Q. I recently got engaged to my best friend, and we couldn’t be happier.

However, we are facing a difficult decision for the holidays this year and in the future. We live in D.C., and every Christmas, we have gone back to the West Coast to celebrate with his family. He rarely sees his family, so I’ve gladly accompanied him. This year, my mom finally put her foot down and told me how she felt about my not spending the past four Christmases with my side of the family. I completely agree, and I promised I’d be here this year. She was elated, and even agreed to take me to the airport after we open presents, so I can see my in-laws as well.

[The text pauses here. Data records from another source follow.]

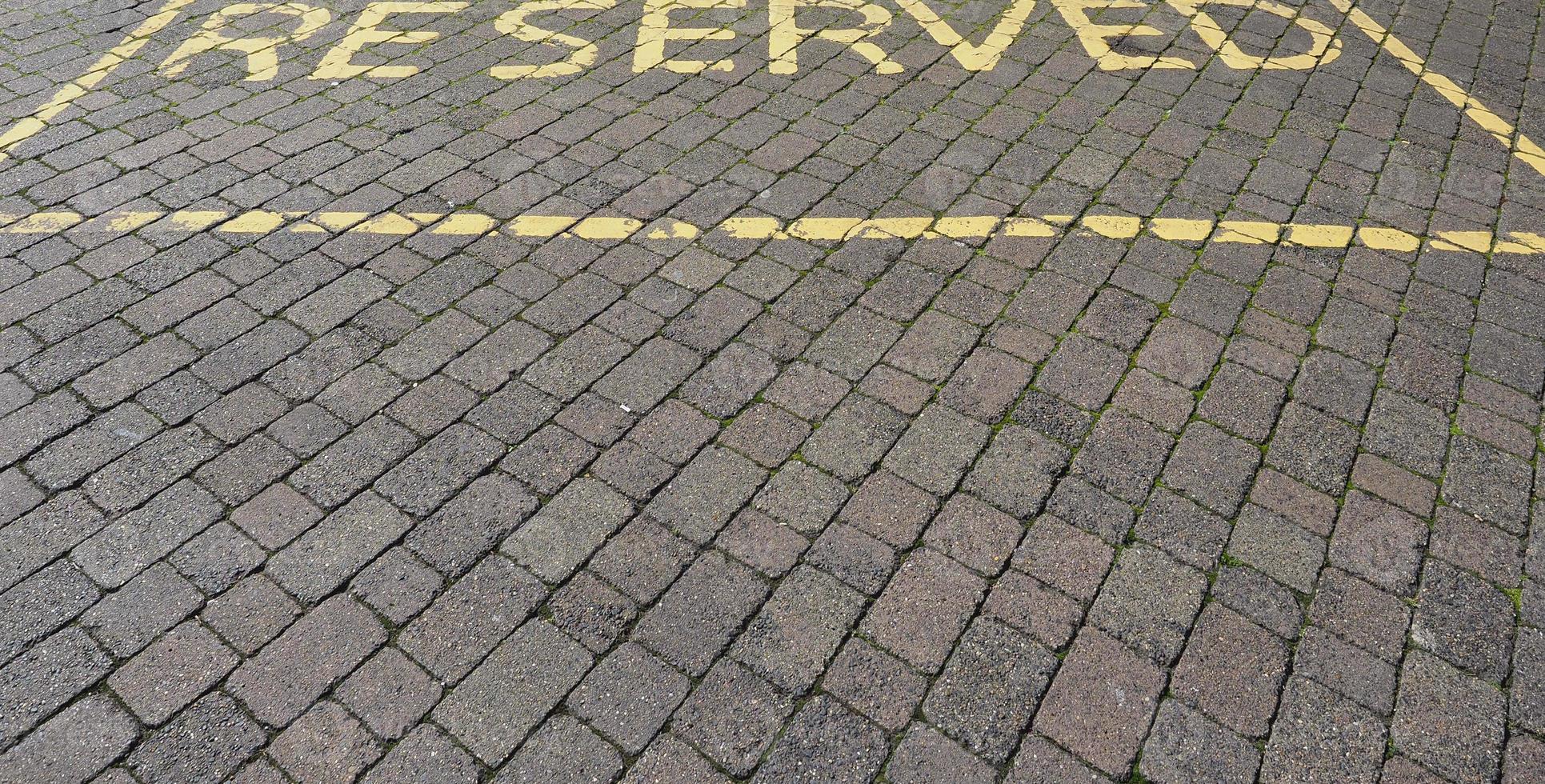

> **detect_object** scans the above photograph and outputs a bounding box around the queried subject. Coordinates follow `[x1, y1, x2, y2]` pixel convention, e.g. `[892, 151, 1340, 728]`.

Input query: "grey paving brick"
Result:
[128, 691, 264, 784]
[0, 694, 139, 784]
[106, 622, 238, 726]
[264, 492, 413, 603]
[1140, 699, 1261, 782]
[670, 661, 795, 776]
[1035, 630, 1163, 776]
[1389, 651, 1507, 779]
[1261, 678, 1386, 781]
[632, 551, 768, 674]
[227, 596, 386, 726]
[434, 621, 590, 764]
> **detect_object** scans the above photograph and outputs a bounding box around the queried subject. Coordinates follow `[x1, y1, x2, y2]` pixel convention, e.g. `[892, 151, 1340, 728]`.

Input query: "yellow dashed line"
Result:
[0, 210, 1545, 256]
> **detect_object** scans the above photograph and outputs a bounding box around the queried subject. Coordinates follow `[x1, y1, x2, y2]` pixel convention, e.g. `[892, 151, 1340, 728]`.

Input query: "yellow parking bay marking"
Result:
[1331, 0, 1545, 174]
[0, 0, 193, 161]
[0, 210, 1545, 256]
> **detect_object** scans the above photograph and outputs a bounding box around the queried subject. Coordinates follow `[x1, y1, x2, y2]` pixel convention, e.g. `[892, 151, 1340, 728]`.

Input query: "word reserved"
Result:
[159, 0, 1341, 82]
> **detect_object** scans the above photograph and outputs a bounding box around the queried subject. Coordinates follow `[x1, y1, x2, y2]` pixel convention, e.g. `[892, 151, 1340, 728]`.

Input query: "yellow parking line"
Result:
[0, 210, 1545, 256]
[1331, 0, 1545, 174]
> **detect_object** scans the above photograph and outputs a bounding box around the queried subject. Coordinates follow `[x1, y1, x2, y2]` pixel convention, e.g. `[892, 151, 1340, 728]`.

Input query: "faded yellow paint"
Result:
[1331, 0, 1545, 176]
[783, 218, 863, 239]
[5, 211, 82, 234]
[1083, 214, 1143, 239]
[848, 218, 933, 239]
[99, 211, 166, 231]
[1148, 218, 1213, 242]
[310, 211, 370, 231]
[768, 0, 904, 74]
[310, 0, 466, 78]
[349, 213, 418, 236]
[214, 210, 286, 234]
[1356, 226, 1422, 253]
[644, 221, 703, 239]
[430, 213, 499, 234]
[569, 218, 644, 239]
[1167, 0, 1341, 71]
[0, 210, 1545, 256]
[0, 0, 193, 161]
[1287, 224, 1354, 249]
[998, 218, 1059, 236]
[1215, 221, 1283, 246]
[161, 3, 332, 82]
[167, 210, 230, 231]
[1052, 0, 1196, 71]
[1429, 231, 1495, 253]
[933, 214, 1001, 239]
[896, 0, 1035, 71]
[634, 0, 746, 74]
[718, 218, 783, 239]
[506, 214, 579, 238]
[488, 0, 616, 78]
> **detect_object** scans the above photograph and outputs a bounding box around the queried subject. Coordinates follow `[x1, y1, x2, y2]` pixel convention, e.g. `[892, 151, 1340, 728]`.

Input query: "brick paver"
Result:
[0, 0, 1545, 784]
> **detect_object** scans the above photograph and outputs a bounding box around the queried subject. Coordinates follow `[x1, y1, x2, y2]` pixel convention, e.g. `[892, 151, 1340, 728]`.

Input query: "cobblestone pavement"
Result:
[0, 0, 1545, 784]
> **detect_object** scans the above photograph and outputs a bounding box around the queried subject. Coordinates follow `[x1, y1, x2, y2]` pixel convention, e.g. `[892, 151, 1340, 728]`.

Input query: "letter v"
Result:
[896, 0, 1035, 71]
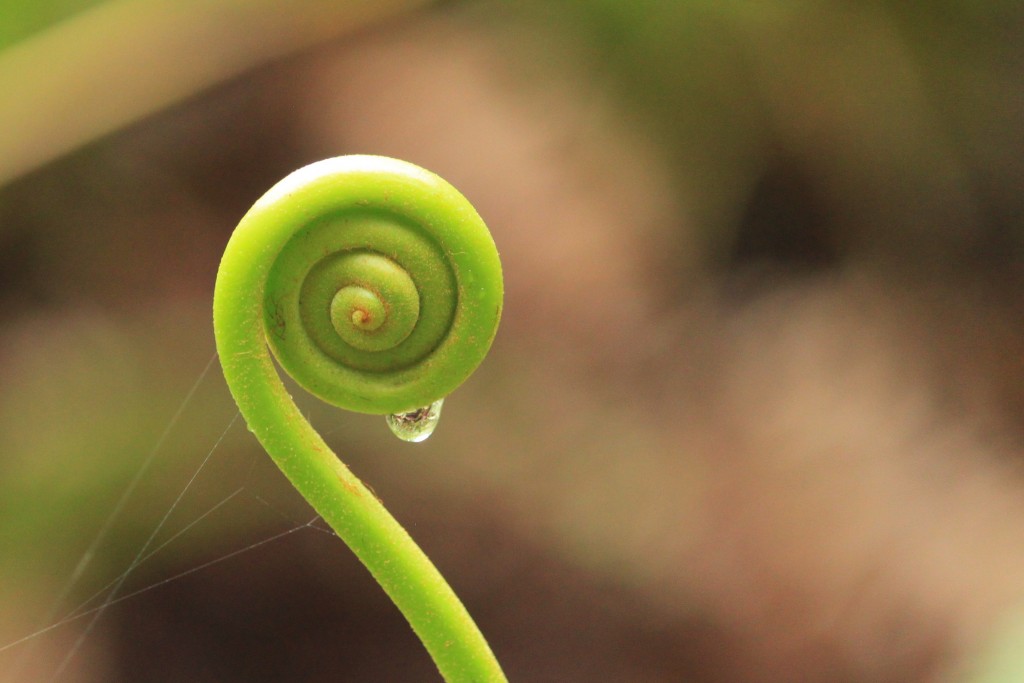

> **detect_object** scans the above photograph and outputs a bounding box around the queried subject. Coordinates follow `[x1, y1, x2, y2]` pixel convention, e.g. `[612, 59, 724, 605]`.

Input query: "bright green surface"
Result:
[214, 157, 505, 682]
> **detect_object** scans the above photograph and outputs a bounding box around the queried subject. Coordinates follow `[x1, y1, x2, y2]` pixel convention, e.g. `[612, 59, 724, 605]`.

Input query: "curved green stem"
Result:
[214, 157, 506, 683]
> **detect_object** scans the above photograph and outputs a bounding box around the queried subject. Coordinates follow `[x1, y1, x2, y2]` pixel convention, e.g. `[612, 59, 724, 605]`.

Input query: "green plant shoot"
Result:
[213, 156, 506, 683]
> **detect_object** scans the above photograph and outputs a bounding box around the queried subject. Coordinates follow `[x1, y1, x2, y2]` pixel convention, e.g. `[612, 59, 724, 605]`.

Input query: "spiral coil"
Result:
[229, 157, 502, 415]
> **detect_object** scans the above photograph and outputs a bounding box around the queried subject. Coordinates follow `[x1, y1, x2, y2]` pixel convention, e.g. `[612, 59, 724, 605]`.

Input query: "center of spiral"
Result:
[331, 285, 388, 343]
[321, 252, 420, 351]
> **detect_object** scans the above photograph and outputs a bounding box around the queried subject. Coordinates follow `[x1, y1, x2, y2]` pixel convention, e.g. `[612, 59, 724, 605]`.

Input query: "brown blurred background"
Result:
[0, 0, 1024, 683]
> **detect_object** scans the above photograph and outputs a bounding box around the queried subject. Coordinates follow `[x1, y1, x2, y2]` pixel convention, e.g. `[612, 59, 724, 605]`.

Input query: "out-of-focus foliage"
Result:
[0, 0, 102, 49]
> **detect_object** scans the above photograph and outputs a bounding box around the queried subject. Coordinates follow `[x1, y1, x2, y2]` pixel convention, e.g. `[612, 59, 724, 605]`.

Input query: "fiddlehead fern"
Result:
[214, 157, 505, 682]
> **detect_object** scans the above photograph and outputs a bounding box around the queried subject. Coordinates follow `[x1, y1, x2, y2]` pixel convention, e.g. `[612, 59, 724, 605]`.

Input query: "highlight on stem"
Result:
[213, 156, 506, 683]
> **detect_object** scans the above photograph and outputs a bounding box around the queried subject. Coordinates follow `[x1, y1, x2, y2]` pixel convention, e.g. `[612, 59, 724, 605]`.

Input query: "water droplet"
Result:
[385, 398, 444, 443]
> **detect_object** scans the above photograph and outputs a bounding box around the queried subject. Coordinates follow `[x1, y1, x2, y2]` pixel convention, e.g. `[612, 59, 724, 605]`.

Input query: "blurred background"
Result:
[0, 0, 1024, 683]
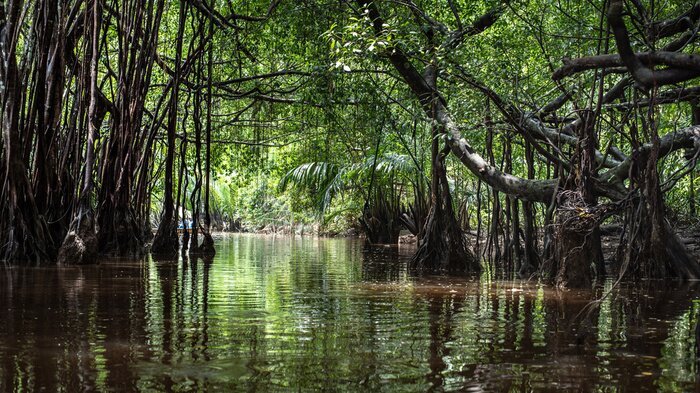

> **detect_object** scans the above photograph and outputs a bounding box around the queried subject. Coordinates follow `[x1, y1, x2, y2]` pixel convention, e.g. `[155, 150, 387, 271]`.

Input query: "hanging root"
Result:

The problem is, not having my fiance with me on Christmas would be awful. He’s extremely torn, he’s never missed a Christmas morning with his family, but he also doesn’t want to be without me.

I’ve stressed my side of the situation (that we should be a team, and I deserve to have a Christmas morning with my family), and his family has stressed theirs (they see him only a few times per year). He hasn’t made up his mind yet.

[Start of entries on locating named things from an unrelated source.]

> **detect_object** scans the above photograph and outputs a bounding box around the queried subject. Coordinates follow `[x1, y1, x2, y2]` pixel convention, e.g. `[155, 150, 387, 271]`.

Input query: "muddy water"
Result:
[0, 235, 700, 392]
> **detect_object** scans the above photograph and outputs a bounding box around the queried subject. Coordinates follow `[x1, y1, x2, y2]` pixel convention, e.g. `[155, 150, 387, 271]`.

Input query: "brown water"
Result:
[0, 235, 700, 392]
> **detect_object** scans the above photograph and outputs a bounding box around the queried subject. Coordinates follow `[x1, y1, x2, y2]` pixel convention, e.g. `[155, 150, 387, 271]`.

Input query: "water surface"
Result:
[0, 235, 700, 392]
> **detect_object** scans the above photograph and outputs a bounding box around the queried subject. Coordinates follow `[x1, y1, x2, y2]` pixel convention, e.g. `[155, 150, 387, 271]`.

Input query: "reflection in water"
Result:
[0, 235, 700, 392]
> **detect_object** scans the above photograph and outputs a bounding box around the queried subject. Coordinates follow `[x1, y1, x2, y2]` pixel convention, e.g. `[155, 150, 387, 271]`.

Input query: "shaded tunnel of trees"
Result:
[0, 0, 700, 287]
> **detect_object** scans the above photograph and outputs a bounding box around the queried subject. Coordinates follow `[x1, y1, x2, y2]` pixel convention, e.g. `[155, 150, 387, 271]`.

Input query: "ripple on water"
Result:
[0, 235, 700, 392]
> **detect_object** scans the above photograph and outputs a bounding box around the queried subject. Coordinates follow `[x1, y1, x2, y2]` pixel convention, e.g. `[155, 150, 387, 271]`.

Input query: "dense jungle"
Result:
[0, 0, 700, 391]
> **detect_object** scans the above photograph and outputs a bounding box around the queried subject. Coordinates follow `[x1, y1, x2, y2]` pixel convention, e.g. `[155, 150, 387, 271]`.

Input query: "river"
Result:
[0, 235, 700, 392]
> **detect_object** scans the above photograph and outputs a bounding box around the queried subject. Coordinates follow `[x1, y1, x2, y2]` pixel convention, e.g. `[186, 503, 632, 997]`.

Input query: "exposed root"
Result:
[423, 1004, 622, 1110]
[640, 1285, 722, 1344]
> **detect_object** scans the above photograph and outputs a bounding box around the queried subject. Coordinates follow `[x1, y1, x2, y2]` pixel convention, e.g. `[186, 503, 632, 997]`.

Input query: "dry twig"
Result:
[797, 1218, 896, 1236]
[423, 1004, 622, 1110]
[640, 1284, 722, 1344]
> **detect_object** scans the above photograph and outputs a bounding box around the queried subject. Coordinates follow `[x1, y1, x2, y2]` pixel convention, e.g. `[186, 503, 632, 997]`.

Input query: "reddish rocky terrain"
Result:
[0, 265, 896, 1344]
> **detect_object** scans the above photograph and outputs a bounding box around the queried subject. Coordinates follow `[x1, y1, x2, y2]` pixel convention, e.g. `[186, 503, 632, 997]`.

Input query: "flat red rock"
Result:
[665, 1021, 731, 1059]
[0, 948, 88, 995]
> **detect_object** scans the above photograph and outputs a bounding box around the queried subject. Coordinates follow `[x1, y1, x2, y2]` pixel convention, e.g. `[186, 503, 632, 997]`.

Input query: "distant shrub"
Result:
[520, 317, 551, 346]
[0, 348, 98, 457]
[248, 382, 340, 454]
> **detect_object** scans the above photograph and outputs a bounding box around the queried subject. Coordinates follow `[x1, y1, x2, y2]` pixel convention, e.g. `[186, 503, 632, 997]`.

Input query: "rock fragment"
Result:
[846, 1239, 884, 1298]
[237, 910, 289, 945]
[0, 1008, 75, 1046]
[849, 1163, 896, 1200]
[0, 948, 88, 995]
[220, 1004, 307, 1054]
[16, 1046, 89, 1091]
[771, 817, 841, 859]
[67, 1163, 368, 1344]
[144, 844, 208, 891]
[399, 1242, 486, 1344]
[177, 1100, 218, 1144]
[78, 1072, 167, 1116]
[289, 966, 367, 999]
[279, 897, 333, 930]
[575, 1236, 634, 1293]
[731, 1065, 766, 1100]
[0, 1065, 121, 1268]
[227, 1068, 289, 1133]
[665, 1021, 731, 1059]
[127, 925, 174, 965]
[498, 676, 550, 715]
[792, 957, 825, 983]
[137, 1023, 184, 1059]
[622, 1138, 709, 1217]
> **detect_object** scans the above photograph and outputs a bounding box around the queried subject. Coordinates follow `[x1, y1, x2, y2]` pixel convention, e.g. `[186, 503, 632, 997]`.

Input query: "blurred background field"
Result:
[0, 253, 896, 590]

One additional note, we are relocating to California in the next year or so, and starting a family. We will remain in California forever, and I’m positive he and his family will change their outlook on the whole Christmas situation if I ask to go to my house every year because I never see my family.

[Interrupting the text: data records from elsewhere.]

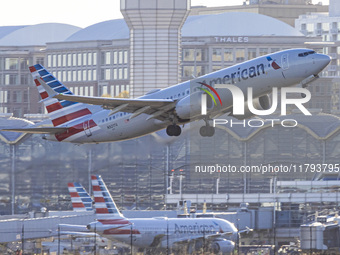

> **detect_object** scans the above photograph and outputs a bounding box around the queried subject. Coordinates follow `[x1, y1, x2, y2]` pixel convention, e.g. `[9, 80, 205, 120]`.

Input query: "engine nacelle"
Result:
[229, 95, 271, 120]
[212, 239, 235, 254]
[175, 91, 213, 119]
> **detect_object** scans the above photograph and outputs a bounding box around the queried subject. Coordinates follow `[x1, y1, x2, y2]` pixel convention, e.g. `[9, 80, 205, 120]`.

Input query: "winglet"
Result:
[37, 77, 58, 98]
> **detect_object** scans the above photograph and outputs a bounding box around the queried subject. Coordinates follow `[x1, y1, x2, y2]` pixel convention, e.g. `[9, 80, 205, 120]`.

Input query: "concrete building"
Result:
[190, 0, 328, 27]
[120, 0, 190, 97]
[295, 0, 340, 114]
[0, 9, 330, 117]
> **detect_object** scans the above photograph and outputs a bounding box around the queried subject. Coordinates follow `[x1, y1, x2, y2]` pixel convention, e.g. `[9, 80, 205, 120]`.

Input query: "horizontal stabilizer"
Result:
[0, 127, 68, 134]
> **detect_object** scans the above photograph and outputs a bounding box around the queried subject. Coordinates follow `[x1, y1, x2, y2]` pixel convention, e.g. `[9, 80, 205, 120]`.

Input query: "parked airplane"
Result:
[3, 49, 330, 143]
[65, 175, 238, 254]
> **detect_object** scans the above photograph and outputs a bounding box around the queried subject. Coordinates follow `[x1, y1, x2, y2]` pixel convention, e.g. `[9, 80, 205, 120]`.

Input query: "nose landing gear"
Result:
[166, 124, 182, 136]
[200, 125, 215, 137]
[200, 119, 215, 137]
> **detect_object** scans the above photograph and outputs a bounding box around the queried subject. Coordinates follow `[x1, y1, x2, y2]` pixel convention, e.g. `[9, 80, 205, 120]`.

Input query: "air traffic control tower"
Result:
[120, 0, 190, 97]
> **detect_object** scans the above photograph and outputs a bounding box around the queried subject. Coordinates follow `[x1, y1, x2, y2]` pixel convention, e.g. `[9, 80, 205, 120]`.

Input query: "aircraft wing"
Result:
[0, 127, 68, 134]
[54, 94, 176, 120]
[38, 78, 176, 120]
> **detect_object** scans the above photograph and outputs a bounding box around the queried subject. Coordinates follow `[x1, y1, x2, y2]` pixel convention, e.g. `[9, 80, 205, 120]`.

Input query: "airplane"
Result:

Am I right to feel as though my fiance should make this sacrifice this year?

Blue Christmas

A. “Who’s right?” is not the question you want to be asking as you stand on the brink of “forever.”

Instead, I suggest: “What serves us both here, with Christmas and in general, this year and from now on?”

The right answer will be personal and mutual, which is what all answers are that serve a marriage and the people in it, by extension.

Regardless, I’m butting in. I don’t think it serves you or your fiance, for Christmas or any other important event, for this year or in perpetuity, to keep treating yourselves primarily as your parents’ children.

You are adults and as such you are centers of your own families now be it a family of one, two or 13 including children, cats and goldfish. Your mommies and daddies can put all their feet down, but they no longer have jurisdiction. “Never missed a Christmas morning with his family,” I’m sorry, just doesn’t cross the marital placenta.

So start thinking and planning accordingly. If you want to see your parents, then see them on mutually agreeable dates, holiday or non. If this or that holiday just belongs at Mom’s, then get there but don’t march there on anyone’s orders but your own.

“Your” here refers to you and your fiance collectively, which is something else to get straight; if I read your letter correctly, you promised yourself to Mom without first huddling with Fiance. That’s another precedent not to be setting.

I realize this is an extended way of saying, “Grow-up time!,” but an unwelcome “what” tends to go over better with a spoonful of “why.”